調査の過程で、CMAはInflection AIの市場シェアが非常に小さく、チャットボットやAI会話ツールにおける英国のドメインアクセス数がごくわずかであることを確認した。さらに、Inflection AIの感情知能(EQ)に関する機能や製品革新が、競合他社に対して実質的な競争上の制約とはならないと競合他社が認識していることも明らかになった。
AI業界における大手企業の「買収的採用」に規制当局は懸念
今回のMicrosoftによるInflection AI人材の獲得は、単なる従業員の雇用にとどまらない。CMAの調査によると、Microsoftは「Inflectionのチームのほぼ全員」を雇用し、同時にInflectionの知的財産のライセンスも取得した。これにより、MicrosoftはInflectionのAIモデルとチャットボット開発能力へのアクセスを獲得している。
この取引形態は、大手テクノロジー企業が革新的なAIスタートアップの人材と技術を「買収的採用」する最近の傾向を反映している。例えば、Amazonも同様の手法でサンフランシスコを拠点とするAdeptから主要従業員を獲得し、同社のAIシステムとデータセットのライセンスを取得している。
こうした動きに対し、規制当局の注目が集まっている。CMAは現在、MicrosoftのOpenAIへの数十億ドル規模の投資や、AmazonとAI企業Anthropicの提携についても調査を進めている。
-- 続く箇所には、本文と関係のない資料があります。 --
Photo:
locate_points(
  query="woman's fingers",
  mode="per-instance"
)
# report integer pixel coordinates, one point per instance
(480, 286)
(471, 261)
一方、米国では連邦取引委員会(FTC)が、大手テクノロジー企業とAIスタートアップ間の複数の取引を精査している。
MicrosoftとInflectionの取引は、英国CMAの承認を得たものの、米国FTCと欧州連合(EU)による審査はまだ継続中である。Microsoftの広報担当者は、「CMAが事実関係を調査・検討した結果、Inflectionの従業員の雇用が競争上の懸念を引き起こさないと結論付けたことを喜ばしく思います」とコメントしている。
今回の決定は、AIスタートアップの技術や人材を獲得しようとする大手テクノロジー企業の戦略に対する規制当局の姿勢を示す重要な先例となる可能性がある。今後、各国の規制当局がこうした取引をどのように評価し、AI産業の競争環境をどのように維持していくかが注目される。